Doch die Ausführungen des Mannes sind falsch. Es handelt sich um eine vor allem von Verschwörungstheoretikern und sogenannten Reichsbürgern verbreitete Lüge. Letztere bestreiten die Existenz der Bundesrepublik Deutschland. Unter ihnen herrscht der Glaube vor, das Deutsche Reich, also der deutsche Nationalstaat in den Jahren 1871 bis 1945, bestehe stattdessen fort. Eng damit verknüpft ist die Überzeugung, dass Deutschland seit dem Ende des Zweiten Weltkriegs ein von den Alliierten besetztes Land sei und das Grundgesetz keine gültige Verfassung darstelle.

Fachleute haben diese Mythen schon lange aus der Welt geräumt. So schreiben etwa die Wissenschaftlichen Dienste des Bundestags: «Der am 15. März 1991 in Kraft getretene Zwei-plus-Vier-Vertrag vom 12. September 1990 markiert den Schlusspunkt der schrittweisen Wiederherstellung der vollen Souveränität Deutschlands nach dem Zweiten Weltkrieg.»

Der Zwei-plus-Vier-Vertrag regelte im Zuge der Vereinigung der damals beiden deutschen Staaten die Außenpolitik der neuen Bundesrepublik mit den Alliierten. In Artikel 7 heißt es ausdrücklich: «Die Französische Republik, die Union der Sozialistischen Sowjetrepubliken, das Vereinigte Königreich Großbritannien und Nordirland und die Vereinigten Staaten von Amerika beenden hiermit ihre Rechte und Verantwortlichkeiten in Bezug auf Berlin und Deutschland als Ganzes.»

Damit endete der Sonderstatus Deutschlands, der seit 1945 in einer Art internationaler Vormundschaft durch die vier Siegermächte bestanden hatte. Die Bezeichnung «Grundgesetz» wurde nach der Wiedervereinigung für die Verfassung Deutschlands beibehalten. Das Bundesverfassungsgericht schreibt dazu: «Ein anderes Wort für Grundgesetz ist Verfassung.»
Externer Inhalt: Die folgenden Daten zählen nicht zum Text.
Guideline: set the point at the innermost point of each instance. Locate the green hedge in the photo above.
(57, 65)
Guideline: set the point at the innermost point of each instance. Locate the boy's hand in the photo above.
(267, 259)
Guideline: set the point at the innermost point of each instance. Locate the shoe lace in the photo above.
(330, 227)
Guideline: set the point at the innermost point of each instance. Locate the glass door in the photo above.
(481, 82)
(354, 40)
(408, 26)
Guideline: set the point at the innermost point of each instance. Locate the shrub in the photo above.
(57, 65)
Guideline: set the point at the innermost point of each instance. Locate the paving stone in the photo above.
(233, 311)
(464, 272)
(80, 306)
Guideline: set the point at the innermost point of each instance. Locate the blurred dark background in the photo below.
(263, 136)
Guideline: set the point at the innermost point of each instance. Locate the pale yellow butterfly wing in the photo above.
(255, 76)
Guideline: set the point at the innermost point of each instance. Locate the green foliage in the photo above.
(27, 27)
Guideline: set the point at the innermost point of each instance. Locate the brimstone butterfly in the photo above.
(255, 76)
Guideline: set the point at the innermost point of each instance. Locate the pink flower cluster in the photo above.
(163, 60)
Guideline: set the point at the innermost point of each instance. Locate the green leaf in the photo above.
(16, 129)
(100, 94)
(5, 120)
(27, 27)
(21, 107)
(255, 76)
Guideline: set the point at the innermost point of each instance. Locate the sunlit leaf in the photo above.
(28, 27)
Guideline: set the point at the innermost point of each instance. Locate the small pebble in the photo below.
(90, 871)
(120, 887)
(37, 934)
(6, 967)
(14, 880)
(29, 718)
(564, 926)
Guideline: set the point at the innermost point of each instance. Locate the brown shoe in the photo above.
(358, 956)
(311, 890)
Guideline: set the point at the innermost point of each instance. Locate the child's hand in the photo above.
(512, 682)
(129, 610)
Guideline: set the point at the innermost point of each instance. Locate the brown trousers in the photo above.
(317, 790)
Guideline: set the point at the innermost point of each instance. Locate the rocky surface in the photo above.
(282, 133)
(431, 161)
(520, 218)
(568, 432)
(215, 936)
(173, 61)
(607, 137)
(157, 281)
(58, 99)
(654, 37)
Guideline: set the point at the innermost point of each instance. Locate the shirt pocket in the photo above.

Das Zitat im in den sozialen Netzwerken verbreiteten Video («Aber was hat denn der Carlo Schmid gesagt? "Es geht hier nicht um die Gründung eines Staates."») steht dazu nicht im Widerspruch. Carlo Schmid wirkte in den Jahren 1948 und 1949 im Verfassungskonvent und im Parlamentarischen Rat an der Ausarbeitung des Grundgesetzes für die Bundesrepublik Deutschland mit. Den Schmid zugeschriebenen Wortlaut gibt es nicht, in einer Rede im Jahr 1948 sagte er jedoch: «Wir haben nicht die Verfassung Deutschlands oder Westdeutschlands zu machen. Wir haben keinen Staat zu errichten. Wir haben etwas zu schaffen, das uns die Möglichkeit gibt, gewisser Verhältnisse Herr zu werden.»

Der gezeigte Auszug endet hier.